I filed a freedom of information requestion, and 2 months and $25 later, I had the information. I publish them here because one major factor missing in the TurnItIn.com debate is some actual facts.
General observations
- As of Winter 2006, only 90 of Dalhousie's instructors were registered with TurnItIn.com. The number of instructors actively using it is uncertain, as accounts are rarely deleted.

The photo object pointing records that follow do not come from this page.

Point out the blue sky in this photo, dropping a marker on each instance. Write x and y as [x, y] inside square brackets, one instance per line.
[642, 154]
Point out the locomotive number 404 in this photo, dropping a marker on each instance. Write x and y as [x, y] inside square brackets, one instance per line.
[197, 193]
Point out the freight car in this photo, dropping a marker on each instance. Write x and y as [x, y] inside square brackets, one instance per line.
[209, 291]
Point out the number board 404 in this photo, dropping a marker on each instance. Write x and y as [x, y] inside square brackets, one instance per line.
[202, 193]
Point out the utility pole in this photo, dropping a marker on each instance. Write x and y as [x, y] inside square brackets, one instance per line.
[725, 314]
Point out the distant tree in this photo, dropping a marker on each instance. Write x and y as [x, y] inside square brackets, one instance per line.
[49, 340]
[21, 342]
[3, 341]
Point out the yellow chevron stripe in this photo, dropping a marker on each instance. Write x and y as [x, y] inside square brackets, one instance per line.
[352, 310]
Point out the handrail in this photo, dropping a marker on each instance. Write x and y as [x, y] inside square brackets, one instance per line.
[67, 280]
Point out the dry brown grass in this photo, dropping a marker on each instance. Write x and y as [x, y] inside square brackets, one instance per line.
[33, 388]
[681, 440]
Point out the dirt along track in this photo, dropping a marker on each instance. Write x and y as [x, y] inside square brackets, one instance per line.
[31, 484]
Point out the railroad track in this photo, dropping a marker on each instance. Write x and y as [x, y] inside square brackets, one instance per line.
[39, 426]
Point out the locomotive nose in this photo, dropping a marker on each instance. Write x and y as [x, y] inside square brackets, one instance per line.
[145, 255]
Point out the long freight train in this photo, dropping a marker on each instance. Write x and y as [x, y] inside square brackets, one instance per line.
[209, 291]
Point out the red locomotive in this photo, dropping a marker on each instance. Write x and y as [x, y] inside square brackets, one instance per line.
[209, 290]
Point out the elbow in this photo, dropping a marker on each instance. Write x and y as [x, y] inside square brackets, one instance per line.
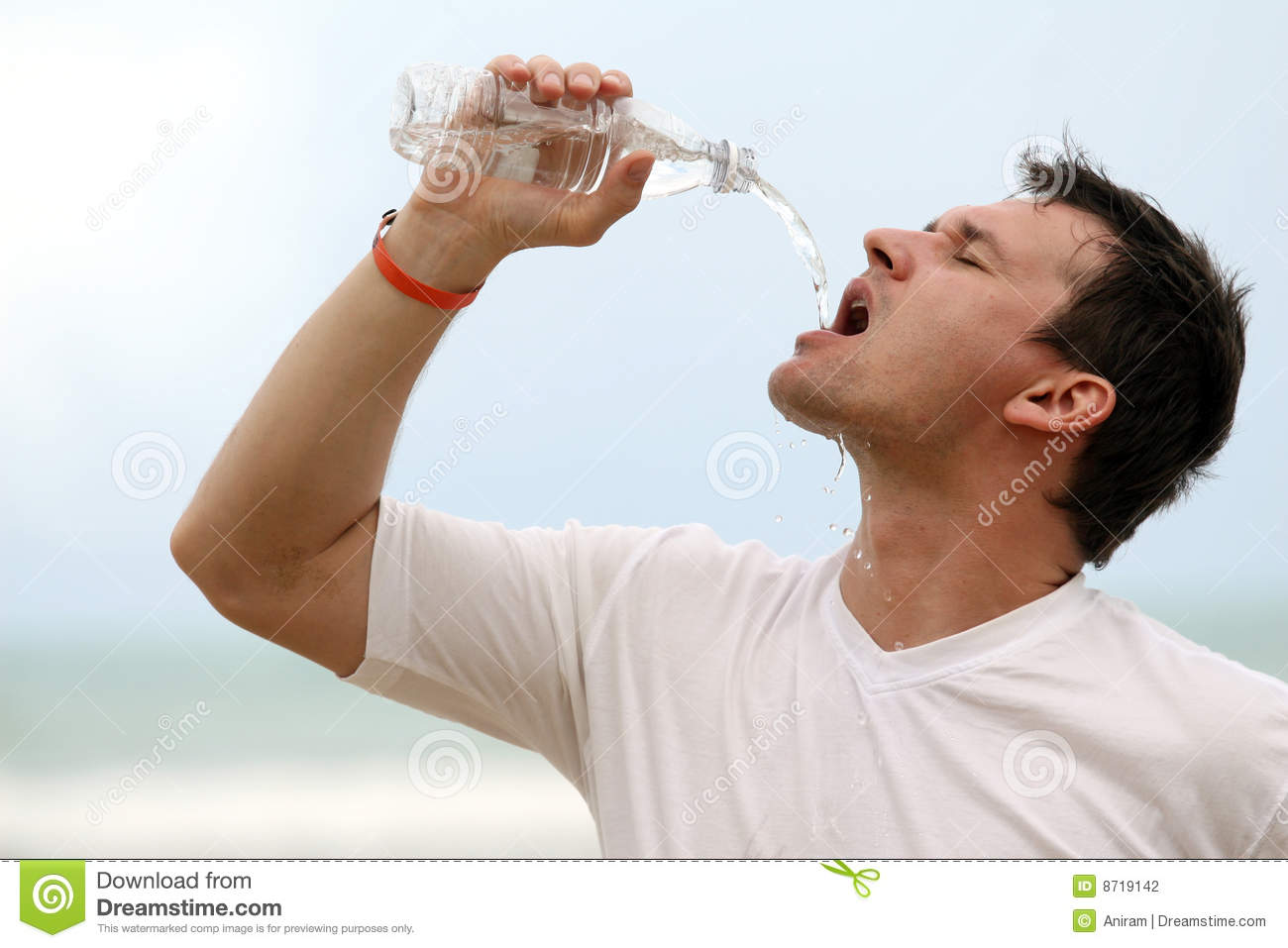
[201, 561]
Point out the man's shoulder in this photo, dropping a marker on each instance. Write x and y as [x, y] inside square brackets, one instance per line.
[1192, 665]
[1196, 691]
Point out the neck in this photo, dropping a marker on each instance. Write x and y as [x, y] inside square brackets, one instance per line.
[922, 565]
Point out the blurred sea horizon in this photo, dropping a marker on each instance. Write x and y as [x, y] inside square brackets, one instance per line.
[290, 762]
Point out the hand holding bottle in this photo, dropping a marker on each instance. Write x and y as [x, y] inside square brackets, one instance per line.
[496, 215]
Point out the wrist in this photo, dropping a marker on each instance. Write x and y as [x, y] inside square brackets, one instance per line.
[441, 249]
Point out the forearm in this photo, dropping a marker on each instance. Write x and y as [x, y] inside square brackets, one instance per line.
[309, 454]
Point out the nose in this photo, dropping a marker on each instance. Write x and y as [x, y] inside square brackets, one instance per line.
[888, 249]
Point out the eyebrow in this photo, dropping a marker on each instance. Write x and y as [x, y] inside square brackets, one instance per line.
[971, 232]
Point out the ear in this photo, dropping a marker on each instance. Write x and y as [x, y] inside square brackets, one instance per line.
[1067, 402]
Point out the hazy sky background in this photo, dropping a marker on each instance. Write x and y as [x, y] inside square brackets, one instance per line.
[617, 366]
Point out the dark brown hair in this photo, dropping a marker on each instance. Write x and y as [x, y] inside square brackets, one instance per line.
[1159, 320]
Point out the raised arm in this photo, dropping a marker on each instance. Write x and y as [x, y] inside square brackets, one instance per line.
[279, 531]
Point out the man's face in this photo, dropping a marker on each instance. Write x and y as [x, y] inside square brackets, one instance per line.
[943, 348]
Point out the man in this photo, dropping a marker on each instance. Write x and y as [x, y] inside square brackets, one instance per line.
[1019, 384]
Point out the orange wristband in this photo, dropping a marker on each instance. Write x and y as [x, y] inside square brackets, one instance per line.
[410, 286]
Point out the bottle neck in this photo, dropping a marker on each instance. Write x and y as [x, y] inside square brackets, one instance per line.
[734, 168]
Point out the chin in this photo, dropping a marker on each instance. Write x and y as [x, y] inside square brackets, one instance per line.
[802, 402]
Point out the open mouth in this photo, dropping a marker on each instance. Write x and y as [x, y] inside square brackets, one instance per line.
[851, 314]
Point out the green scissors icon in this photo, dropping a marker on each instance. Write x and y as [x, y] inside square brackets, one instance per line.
[859, 885]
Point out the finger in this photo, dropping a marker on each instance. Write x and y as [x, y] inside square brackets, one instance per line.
[546, 84]
[614, 84]
[583, 80]
[511, 68]
[621, 189]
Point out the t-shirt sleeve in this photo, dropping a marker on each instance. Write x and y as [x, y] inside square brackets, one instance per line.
[480, 623]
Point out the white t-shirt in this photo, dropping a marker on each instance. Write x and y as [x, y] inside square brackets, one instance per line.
[711, 699]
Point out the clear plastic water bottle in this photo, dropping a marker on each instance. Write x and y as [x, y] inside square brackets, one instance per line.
[469, 121]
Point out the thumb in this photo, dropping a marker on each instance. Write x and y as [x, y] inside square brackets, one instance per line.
[621, 189]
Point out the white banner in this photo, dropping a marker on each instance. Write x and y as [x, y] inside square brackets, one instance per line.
[596, 901]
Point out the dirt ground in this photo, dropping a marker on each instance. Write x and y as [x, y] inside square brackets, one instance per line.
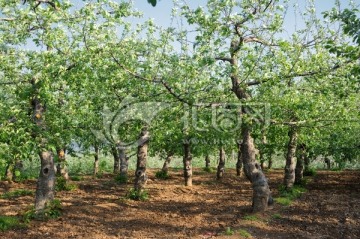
[209, 209]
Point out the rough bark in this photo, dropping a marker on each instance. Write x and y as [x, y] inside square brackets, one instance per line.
[207, 161]
[46, 181]
[116, 156]
[140, 172]
[221, 166]
[270, 162]
[289, 177]
[96, 159]
[187, 164]
[165, 168]
[239, 163]
[9, 172]
[124, 165]
[252, 169]
[45, 184]
[61, 168]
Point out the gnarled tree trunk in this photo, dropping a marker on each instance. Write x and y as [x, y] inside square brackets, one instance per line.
[96, 159]
[252, 169]
[124, 164]
[221, 165]
[187, 164]
[116, 156]
[46, 181]
[140, 172]
[207, 161]
[289, 177]
[165, 168]
[239, 163]
[61, 168]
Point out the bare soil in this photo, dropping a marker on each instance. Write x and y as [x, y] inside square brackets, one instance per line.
[210, 209]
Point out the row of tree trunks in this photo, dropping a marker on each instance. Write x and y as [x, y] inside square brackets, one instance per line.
[221, 165]
[289, 176]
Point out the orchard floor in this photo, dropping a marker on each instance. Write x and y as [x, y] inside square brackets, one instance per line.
[210, 209]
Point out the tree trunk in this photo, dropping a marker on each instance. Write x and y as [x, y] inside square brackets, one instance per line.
[261, 191]
[165, 168]
[187, 164]
[9, 172]
[115, 153]
[289, 177]
[124, 164]
[299, 170]
[96, 159]
[270, 162]
[61, 168]
[252, 169]
[46, 181]
[239, 163]
[207, 161]
[221, 165]
[140, 172]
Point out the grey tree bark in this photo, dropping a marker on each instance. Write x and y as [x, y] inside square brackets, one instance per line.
[289, 177]
[166, 164]
[96, 159]
[187, 160]
[221, 166]
[140, 172]
[239, 163]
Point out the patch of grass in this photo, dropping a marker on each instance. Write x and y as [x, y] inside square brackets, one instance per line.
[276, 216]
[63, 185]
[121, 178]
[208, 170]
[138, 195]
[244, 233]
[10, 222]
[162, 175]
[52, 210]
[16, 193]
[251, 218]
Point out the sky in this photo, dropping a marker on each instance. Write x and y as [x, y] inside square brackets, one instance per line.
[161, 13]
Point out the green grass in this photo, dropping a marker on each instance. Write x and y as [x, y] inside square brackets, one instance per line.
[288, 195]
[251, 218]
[17, 193]
[244, 233]
[10, 222]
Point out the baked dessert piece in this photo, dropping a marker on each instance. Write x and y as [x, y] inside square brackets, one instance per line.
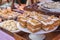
[22, 20]
[8, 14]
[50, 23]
[9, 25]
[33, 25]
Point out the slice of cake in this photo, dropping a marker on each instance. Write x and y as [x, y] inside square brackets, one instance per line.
[33, 25]
[22, 21]
[50, 23]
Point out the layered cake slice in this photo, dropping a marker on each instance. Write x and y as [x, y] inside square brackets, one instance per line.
[50, 23]
[33, 25]
[23, 21]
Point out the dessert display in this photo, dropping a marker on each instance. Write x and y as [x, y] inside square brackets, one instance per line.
[9, 25]
[35, 21]
[51, 5]
[8, 13]
[33, 25]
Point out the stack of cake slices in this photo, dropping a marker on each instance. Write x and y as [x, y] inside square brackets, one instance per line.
[35, 21]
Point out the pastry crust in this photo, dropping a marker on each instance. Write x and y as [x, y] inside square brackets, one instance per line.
[33, 25]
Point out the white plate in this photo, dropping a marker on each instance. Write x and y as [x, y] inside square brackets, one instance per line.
[15, 30]
[39, 32]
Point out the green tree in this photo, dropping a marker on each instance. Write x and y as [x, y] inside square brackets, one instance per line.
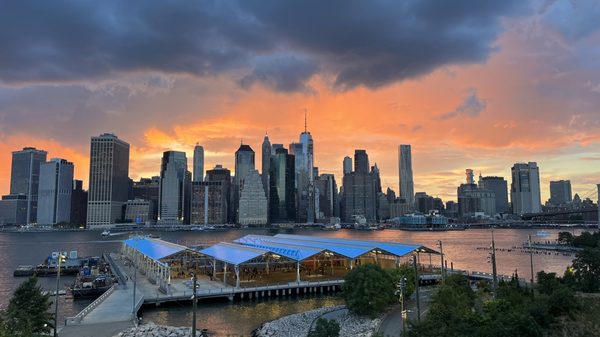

- 2000-2500 Dal students are registered with TurnItIn - again, accounts are rarely deleted and not necessarily accurate, so this is inherently inaccurate.
- Professors do use TurnItIn.com as a learning tool, so the originality scores may not be an accurate reflection of actual work submitted by students.
Originality Scores
An 'originality score' is the percentage of the paper believed to be UNoriginal. A paper with a score of 20% is, supposedly, 20% unoriginal.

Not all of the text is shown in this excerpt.